Doctor knows best


On Tuesday, as I listened to David Cameron on the Today programme, I found myself wondering why it is that Tories often seem to know better than the professionals when it comes to fixing problems in our public services. Cameron was trying (yet again) to defend the government’s proposals for junior doctors on the grounds that we need a 7-day NHS in order to improve outcomes for people admitted at the weekend. As Sarah Montague pointed out to him, that particular argument has already been thoroughly discredited.
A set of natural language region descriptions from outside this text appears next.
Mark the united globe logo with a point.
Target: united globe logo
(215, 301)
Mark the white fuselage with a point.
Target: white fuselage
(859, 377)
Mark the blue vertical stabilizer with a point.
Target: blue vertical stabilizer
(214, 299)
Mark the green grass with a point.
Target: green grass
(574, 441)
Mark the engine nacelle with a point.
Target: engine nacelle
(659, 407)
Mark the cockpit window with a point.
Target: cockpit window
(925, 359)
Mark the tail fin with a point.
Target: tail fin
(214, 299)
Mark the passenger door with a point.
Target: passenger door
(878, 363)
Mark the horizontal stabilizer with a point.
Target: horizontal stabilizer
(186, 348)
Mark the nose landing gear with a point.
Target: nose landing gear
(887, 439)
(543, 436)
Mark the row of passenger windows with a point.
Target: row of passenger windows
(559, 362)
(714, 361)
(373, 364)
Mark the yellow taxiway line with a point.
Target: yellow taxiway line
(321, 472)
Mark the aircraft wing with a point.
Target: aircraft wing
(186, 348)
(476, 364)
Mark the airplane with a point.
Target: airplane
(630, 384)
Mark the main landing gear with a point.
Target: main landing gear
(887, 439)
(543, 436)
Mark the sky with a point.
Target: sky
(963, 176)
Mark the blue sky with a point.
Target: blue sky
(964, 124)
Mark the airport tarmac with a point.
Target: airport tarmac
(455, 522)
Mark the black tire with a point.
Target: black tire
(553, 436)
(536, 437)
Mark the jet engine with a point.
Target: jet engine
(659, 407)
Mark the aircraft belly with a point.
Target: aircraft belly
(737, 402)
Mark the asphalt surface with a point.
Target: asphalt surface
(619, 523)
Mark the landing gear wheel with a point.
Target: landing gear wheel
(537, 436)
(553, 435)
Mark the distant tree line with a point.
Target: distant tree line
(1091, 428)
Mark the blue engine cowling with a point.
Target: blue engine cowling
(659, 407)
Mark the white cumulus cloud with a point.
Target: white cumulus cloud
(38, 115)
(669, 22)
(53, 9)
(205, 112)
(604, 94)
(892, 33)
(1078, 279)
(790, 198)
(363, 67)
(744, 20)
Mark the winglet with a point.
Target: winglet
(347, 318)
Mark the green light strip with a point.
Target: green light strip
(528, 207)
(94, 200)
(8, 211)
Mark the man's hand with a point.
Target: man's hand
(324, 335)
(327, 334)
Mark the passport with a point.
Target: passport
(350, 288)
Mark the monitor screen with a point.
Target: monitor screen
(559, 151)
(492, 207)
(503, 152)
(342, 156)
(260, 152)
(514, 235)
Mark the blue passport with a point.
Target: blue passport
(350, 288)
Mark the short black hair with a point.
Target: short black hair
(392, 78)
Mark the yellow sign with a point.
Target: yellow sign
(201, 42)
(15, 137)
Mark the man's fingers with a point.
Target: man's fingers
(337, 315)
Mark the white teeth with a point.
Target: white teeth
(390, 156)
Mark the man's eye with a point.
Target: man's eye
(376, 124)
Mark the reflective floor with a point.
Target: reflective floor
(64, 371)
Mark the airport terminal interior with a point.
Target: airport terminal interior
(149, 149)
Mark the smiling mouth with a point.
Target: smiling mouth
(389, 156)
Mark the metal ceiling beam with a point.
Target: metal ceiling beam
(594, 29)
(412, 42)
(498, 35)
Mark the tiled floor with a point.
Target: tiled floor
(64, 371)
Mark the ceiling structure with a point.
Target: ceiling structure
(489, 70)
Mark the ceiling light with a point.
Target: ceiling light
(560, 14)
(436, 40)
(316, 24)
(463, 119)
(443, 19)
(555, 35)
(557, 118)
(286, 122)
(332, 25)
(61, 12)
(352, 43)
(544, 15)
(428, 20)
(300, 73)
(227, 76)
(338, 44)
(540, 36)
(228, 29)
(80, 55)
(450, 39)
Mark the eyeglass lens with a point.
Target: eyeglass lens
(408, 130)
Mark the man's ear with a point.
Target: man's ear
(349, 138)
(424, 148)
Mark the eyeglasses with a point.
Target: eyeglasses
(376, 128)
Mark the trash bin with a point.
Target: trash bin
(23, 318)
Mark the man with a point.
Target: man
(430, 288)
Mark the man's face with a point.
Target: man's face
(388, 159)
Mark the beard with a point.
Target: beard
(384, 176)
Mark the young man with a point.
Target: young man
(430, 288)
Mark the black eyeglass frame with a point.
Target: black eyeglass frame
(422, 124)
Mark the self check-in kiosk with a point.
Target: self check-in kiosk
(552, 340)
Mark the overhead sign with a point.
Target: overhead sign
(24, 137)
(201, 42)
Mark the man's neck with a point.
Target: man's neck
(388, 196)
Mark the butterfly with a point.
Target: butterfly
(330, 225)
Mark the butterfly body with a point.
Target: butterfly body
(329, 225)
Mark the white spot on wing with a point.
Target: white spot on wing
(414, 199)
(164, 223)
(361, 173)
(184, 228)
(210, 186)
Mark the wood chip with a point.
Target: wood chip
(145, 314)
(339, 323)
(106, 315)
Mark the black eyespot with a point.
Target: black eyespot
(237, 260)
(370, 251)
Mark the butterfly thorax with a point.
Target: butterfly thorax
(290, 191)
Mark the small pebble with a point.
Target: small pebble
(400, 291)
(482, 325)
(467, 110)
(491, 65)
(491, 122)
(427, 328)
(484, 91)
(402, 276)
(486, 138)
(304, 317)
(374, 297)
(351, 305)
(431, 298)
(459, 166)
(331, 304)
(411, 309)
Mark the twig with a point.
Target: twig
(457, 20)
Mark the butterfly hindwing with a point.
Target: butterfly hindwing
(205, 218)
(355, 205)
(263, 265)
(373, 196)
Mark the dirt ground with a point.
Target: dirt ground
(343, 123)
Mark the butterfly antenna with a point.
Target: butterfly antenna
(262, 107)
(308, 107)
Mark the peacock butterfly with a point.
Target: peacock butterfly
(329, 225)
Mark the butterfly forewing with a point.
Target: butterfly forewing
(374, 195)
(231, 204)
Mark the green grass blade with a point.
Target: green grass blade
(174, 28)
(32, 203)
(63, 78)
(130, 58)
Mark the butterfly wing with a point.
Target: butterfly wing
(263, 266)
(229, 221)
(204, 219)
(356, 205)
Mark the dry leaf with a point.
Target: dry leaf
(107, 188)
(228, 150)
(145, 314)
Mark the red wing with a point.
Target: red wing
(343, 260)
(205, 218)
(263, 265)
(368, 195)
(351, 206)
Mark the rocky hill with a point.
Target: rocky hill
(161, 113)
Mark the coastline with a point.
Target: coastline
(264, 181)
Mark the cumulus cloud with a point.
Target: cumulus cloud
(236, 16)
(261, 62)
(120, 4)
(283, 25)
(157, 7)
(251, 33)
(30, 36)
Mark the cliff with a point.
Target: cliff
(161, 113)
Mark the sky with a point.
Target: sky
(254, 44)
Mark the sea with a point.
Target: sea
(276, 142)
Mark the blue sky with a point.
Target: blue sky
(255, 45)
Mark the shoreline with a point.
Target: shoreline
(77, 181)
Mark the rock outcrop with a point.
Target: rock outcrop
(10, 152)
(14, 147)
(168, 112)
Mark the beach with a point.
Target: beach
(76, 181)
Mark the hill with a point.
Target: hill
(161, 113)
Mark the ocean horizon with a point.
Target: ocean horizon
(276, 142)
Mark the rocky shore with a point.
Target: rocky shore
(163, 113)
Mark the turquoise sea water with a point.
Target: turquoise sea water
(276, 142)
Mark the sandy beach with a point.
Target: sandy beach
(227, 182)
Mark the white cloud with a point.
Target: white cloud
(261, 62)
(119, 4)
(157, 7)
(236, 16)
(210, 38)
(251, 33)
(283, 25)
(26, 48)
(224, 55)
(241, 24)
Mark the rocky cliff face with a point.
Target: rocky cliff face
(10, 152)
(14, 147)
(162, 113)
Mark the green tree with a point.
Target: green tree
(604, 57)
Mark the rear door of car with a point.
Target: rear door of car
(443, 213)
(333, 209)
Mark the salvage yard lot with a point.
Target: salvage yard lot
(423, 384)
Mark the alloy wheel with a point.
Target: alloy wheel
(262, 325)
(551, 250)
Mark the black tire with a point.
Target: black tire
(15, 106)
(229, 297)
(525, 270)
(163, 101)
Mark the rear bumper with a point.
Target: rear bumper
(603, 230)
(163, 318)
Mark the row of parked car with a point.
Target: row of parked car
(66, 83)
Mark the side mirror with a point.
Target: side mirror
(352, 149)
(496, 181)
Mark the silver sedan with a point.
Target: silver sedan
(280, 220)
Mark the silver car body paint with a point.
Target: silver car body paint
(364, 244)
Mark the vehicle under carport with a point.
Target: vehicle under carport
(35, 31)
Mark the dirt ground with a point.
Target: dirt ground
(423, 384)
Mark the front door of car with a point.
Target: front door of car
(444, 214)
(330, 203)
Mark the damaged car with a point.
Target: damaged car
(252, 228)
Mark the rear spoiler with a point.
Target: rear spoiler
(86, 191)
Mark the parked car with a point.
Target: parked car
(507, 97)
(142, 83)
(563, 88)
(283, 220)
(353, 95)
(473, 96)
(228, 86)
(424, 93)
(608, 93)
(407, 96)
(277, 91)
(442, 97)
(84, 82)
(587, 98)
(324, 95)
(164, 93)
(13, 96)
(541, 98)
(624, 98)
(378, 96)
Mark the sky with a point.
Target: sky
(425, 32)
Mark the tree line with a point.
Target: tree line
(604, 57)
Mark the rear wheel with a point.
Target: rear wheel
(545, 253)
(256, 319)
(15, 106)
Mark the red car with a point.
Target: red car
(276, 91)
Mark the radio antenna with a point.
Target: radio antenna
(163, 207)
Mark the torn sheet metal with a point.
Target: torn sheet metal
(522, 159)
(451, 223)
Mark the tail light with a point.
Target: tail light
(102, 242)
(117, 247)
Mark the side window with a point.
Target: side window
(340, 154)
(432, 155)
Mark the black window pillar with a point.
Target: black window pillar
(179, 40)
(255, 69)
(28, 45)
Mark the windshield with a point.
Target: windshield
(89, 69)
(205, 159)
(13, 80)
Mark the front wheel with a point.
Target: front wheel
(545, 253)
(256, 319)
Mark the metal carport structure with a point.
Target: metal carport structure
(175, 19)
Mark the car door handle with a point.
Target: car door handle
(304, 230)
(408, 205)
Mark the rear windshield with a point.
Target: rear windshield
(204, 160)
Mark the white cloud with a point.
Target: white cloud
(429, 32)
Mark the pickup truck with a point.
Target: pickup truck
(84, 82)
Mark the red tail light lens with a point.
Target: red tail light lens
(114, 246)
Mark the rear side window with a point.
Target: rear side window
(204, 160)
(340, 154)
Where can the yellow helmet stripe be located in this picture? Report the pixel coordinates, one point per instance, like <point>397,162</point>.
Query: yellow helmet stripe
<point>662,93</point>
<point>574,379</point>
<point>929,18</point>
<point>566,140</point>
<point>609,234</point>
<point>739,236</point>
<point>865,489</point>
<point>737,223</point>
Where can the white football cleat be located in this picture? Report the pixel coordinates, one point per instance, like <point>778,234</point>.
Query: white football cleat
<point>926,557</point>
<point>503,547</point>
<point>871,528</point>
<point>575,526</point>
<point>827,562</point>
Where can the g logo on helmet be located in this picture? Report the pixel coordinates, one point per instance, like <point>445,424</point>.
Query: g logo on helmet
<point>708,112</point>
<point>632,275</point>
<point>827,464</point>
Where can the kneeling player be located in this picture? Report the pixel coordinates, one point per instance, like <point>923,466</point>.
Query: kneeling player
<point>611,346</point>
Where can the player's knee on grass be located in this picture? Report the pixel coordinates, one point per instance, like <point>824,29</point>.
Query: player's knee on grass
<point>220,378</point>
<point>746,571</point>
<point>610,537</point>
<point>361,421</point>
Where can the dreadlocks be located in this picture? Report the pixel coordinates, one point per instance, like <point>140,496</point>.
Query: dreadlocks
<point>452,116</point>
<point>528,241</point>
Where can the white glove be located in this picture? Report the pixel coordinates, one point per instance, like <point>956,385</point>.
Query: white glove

So why do Cameron and Hunt persist in trying to win an argument using evidence that has effectively been thrown out of court? Partly, of course, because they are hoping that the general public aren’t reading the small print in the first place. Partly, because they know that most of us won’t understand the technical and statistical language that the critics (who include the medical director of NHS England, no less) are (rightly) using to point out why Hunt is wrong to say what he does. Partly, too, because the government are trying to win the argument by reducing the trust that people generally have in doctors. As the odds are rather against politicians winning a trust game against doctors, the politicians are left playing the mortality card (the “we’re the ones who will protect you when it really matters most” one). And finally, because they know better than the doctors. Apparently.

I bet neither Mr Cameron nor Mr Hunt tells their chauffeur how to drive, or a plumber how to fix their sink. Nor do they appear on news programmes offering management solutions to the private sector.  So what is so different about the people who run and work in our public services from the people who run and work in the private sector? Does being paid by the tax-payer render them immediately less knowledgeable and less skilled than their equivalents in business? No. Does agreeing to pay the NHS bill make Cameron and Hunt overnight experts on management techniques useful for wringing most benefit from an under-resourced, multi-layered and complex organisation? No. It does give them a say in NHS priorities, but not in how to go about achieving them.  Having an interest is not the same as having expertise. Better political leaders would be spending time working with the doctors and all the other health service professions to maximise benefit from the system, not playing trust games and trying to assume superior knowledge.

I’d expect a plumber shown the same disrespect as Cameron and Hunt have been showing the doctors to walk away from the job. I’m not surprised the junior doctors are doing the same.  It may be too much to hope that Cameron and Hunt stop misusing statistics, but let’s hope the junior doctors get the courtesy as well as the working conditions they need.